Regression – Solution for Autocorrelation in Linear Regression Model with Economic Data

autocorrelationmultivariate regressionregression

I am trying to estimate a multivariate linear regression model in the form of:

$Y(t) = c + b_1*X_1(t) + b_2*X_2(t) + b_3*X_3(t) + b_4*X_4(t)$

All my variables (both Xs and Y) are Year on Year changes of economic data measured Quarterly (Frequency = Quarterly).

When I run the regressions, my model suffers from Autocorrelation. This is logical if we think that between 2 consecutive quarters of yearly changes there is an overlap of 3 quarters.

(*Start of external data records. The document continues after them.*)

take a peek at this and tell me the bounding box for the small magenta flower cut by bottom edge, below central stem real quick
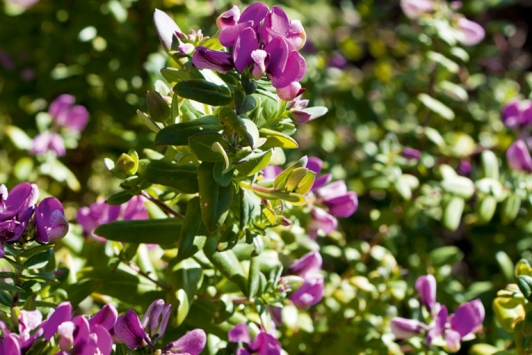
[228,323,282,355]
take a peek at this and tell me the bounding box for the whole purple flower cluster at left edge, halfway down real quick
[0,182,68,257]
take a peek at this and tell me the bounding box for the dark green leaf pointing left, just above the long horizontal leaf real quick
[138,159,199,194]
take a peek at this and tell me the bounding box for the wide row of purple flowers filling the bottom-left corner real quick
[0,299,206,355]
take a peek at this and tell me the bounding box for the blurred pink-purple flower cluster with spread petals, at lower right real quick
[391,275,485,353]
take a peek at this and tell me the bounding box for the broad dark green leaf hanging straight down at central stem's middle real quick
[198,162,234,231]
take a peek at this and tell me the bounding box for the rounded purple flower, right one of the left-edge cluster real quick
[34,197,68,243]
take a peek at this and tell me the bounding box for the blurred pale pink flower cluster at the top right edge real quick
[401,0,486,46]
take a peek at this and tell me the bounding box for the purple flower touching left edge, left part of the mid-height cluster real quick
[0,182,39,245]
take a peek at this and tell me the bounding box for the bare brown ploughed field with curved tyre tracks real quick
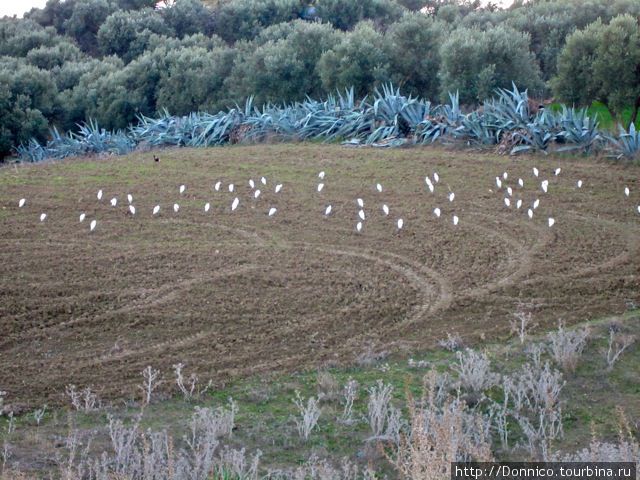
[0,145,640,407]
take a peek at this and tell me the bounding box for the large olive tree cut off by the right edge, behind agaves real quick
[552,15,640,127]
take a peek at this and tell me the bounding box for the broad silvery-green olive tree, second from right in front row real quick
[439,25,544,104]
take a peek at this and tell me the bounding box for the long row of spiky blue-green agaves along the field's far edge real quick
[16,85,640,162]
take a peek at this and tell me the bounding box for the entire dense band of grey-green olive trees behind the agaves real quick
[0,0,640,158]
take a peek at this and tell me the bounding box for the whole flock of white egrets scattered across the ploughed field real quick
[12,163,640,233]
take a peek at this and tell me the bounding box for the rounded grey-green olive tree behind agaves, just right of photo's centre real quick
[318,22,390,96]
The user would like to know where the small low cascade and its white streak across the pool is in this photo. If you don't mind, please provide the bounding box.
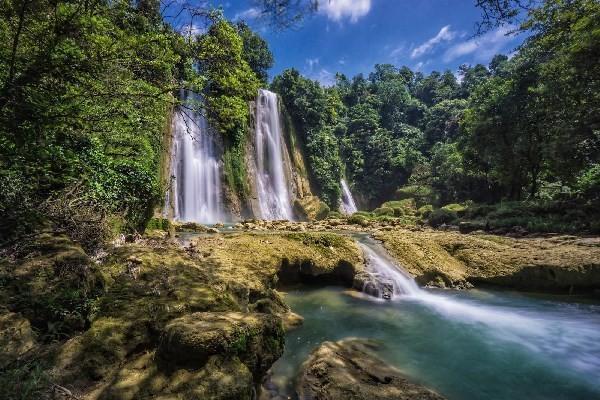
[361,241,600,378]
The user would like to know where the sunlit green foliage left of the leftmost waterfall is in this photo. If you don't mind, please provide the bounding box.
[0,1,180,241]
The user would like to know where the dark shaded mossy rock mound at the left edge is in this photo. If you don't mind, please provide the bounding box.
[0,233,103,340]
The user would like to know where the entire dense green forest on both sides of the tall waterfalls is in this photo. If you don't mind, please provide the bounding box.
[0,0,600,246]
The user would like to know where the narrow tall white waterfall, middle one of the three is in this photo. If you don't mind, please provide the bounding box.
[255,89,293,220]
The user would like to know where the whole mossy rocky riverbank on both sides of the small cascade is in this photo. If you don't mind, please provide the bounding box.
[0,225,600,399]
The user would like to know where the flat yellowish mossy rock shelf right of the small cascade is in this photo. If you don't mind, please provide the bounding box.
[377,230,600,291]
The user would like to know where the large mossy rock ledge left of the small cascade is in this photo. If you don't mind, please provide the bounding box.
[0,232,363,400]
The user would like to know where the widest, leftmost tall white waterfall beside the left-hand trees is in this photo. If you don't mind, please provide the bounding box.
[168,91,224,223]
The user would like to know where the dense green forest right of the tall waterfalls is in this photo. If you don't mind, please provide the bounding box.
[272,1,600,222]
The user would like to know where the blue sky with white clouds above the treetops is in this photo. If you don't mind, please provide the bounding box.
[197,0,523,85]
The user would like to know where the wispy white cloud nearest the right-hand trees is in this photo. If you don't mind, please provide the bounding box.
[444,26,514,62]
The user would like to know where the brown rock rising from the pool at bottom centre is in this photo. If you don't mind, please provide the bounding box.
[296,339,444,400]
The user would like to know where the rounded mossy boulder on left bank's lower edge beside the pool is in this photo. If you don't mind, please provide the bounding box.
[158,312,284,378]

Now, my question is. Would it be acceptable to introduce a lagged version of the dependent variable in my regression?
i.e. estimate a model in the form of:

$Y(t) = c + k*Y(t-1) + b_1*X_1(t) + b_2*X_2(t) + b_3*X_3(t) + b_4*X_4(t)$

When I do that, there is not an Autocorrelation problem anymore. I would like though to make sure that this does not create any other problem that I can't imagine.

Thanks a lot in advance.

Best Answer

That is strange, but not impossible. Maybe tell us how you tested for serial correlation (SC)?

Anyway, I would worry less about SC and more about stationarity of the data. You can always use either FGLS, or robuts standard errors for inference - and these are easy to compute. But if you do not have stationairty, you get inconsistent estimates (unless you make the very strong Gauss Markov or the classical linear model assumptions). And this is by far, a much bigger problem.